During a Friday visit to Northern Illinois University, U.S. Senator Dick Durbin (D-IL) discussed legislation introduced in the Senate earlier this year to allow student loan holders to lower their loans’ interest rates with students, alumni and NIU President Doug Baker. The bill, which Durbin co-sponsored, allows current loan holders to refinance to a lower interest rate. A vote is expected on the bill when the Senate reconvenes the week of September 8th.
“Student debt has reached the breaking point in this country. Far too many young people are looking at a lifetime of debt just because they wanted to do the right thing and get a college degree,” Durbin said. “Reasonable borrowing has long been part of keeping higher education affordable. The bill which I co-sponsored earlier this year will help ease that burden by allowing them to lower their interest rates. The Senate will soon take up this common-sense legislation, and I hope my colleagues join me in supporting it.”
President Baker said he appreciated the senator coming to NIU to address what he called “a critical issue in higher education,” noting that the costs have gone up for students as budgetary support for higher educational institutions has declined over the past 12 years.
“We’re doing everything we can to keep tuition down. This year, tuition, room and board were held constant. We’re going to continue to go in that direction, look at our expenses and be efficient and create a great value for our students,” Baker said.
Many borrowers with outstanding student loans have interest rates of nearly 7 percent or higher for undergraduate loans, while students who took out new undergraduate loans last year paid a rate of 3.86 percent under bipartisan legislation passed by Congress last summer. The Bank on Students Emergency Loan Refinancing Act would allow students and young people to pay back their outstanding loans at these same low rates, lowering payments by hundreds or thousands of dollars a year for potentially millions of borrowers. The bill was introduced last month by U.S. Senator Elizabeth Warren (D-MA). Durbin is an original co-sponsor.
“Many students have to take out loans,” Baker added. “The senator’s work to reduce the interest rate on those, I think, is going to be critical to make colleges and universities more affordable for students.”
Senior Family Individual Development and Psychology double-major Angela Isom is one of those students paying for her education with the help of scholarships and loans. She is also a financial literacy educator for an NIU program called Financial Cents. The first generation college student is planning to graduate from NIU in December and is worried about how she will be able to pay back her loans on a new professional’s salary once she graduates.

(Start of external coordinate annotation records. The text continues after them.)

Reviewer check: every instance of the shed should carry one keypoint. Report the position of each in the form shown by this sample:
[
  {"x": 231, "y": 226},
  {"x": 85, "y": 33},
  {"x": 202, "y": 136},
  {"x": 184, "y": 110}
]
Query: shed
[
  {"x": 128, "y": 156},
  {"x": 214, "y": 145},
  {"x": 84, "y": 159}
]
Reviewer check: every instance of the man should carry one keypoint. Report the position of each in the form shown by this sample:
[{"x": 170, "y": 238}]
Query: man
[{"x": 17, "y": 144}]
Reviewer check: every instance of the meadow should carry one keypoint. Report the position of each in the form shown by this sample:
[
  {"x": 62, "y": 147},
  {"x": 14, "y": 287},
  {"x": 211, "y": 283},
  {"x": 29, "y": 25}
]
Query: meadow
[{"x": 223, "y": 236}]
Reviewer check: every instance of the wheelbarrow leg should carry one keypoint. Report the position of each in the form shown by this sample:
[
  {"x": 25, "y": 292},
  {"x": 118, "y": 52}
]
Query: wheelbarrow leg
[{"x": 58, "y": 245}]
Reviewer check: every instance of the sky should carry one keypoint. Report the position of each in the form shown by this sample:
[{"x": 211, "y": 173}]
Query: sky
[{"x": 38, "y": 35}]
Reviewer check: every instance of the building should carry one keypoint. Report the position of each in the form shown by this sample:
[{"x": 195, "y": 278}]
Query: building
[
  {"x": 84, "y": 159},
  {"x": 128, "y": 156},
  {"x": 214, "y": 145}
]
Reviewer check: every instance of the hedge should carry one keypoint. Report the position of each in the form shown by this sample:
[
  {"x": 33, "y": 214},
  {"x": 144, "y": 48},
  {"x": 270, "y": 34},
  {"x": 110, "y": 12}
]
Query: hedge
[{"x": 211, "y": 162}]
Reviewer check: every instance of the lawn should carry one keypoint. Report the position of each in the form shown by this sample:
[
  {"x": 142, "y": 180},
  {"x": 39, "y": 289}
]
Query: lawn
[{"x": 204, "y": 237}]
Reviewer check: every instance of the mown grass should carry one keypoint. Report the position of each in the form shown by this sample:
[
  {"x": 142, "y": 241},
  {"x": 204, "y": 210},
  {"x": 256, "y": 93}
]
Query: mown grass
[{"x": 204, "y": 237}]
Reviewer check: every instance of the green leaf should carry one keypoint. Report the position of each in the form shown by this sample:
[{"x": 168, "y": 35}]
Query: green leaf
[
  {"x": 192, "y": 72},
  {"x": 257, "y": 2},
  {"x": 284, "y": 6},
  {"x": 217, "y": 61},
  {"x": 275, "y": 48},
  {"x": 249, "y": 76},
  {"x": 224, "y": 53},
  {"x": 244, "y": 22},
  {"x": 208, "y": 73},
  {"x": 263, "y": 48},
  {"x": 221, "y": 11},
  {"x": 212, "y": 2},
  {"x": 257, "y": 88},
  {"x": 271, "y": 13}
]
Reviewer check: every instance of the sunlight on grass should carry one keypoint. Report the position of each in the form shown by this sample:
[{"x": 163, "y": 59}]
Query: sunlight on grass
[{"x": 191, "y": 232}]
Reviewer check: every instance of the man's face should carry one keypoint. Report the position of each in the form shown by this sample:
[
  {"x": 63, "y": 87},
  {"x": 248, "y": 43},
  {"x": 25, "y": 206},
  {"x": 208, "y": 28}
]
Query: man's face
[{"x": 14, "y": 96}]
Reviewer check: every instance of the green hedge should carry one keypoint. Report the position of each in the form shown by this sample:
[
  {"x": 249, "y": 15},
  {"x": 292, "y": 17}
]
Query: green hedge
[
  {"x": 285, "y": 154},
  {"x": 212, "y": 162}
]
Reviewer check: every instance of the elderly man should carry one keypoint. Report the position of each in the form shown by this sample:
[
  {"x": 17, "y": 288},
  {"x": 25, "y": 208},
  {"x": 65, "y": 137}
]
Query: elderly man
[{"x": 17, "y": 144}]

“Being able to finance your education is important. It’s very important that you have your education,” she said, offering advice to other students. “After that, when it comes to payment, go seek help. Go to the Financial Cents educators or the Financial Aid advisors to help you, because you don’t want to get caught up in loans with interest rates that are skyrocketing.”
The Bank on Students bill would allow borrowers with federal FFEL loans or Direct Loans taken out prior to July 1, 2013 to refinance into the interest rates available to borrowers during the 2013-14 academic year. Those new rates are 3.86% for Undergraduate Direct Loans, 5.41% for Graduate Loans, and 6.41% for PLUS Loans taken out by a student’s parents.
Private loan borrowers would also be eligible to refinance through a provision that allows the federal government to purchase private loans from lending institutions and reissue them as federal loans at lower interest rates. Private student loans often have uncapped variable interest rates, hefty origination fees and few, if any, consumer protections.
Like many students, NIU alumna Aysha Flowers has a mix of federal and private student loans she has to pay off. She said her loan repayment responsibilities have affected not only her lifestyle but also has limited her ability to save for the future.
“For people who are in repayment, to have less to pay over the course of 10-20 years, it could change your future,” she said of the proposed legislation. “Because of the amount [of loans] I have taken out to fund my education…I can’t really plan for my future the way I would like to.”
The legislation would be fully paid for by enacting the Buffett Rule, which would limit special tax breaks for the wealthiest Americans that allow millionaires and billionaires to pay lower effective tax rates than middle class families.
According to a press release from Senator Durbin’s office, there are nearly 1.7 million Illinoisans with outstanding student loans. The average student loan debt for Illinois students in the class of 2012 was $28,028.
“If you have to take out loans, understand that loan payments sound scary, but the loan servicers do work with you; they do understand you are a real person and have life situations,” added Flowers, who has worked as a financial aid advisor for the past four years and told Senator Durbin she actually missed her first student loan payment. “It’s a matter of taking the initiative and communicating with the loan servicer if you are having problems.”
The refinancing bill is the third in a series of proposals introduced by Durbin, Warren, and U.S. Senator Jack Reed (D-RI) to ensure basic protections for student borrowers and to help address the mounting student loan debt crisis. Earlier this year, the three introduced the Student Loan Borrower Bill of Rights Act and the Protect Student Borrowers Act of 2013. The Student Loan Borrower Bill of Rights Act would ensure struggling student loan borrowers are treated fairly and understand the full range of repayment options and resources available to them. The Protect Student Borrowers Act of 2013 would help make institutions of higher education more accountable for student indebtedness by requiring institutions to assume some of the risk of a student loan default.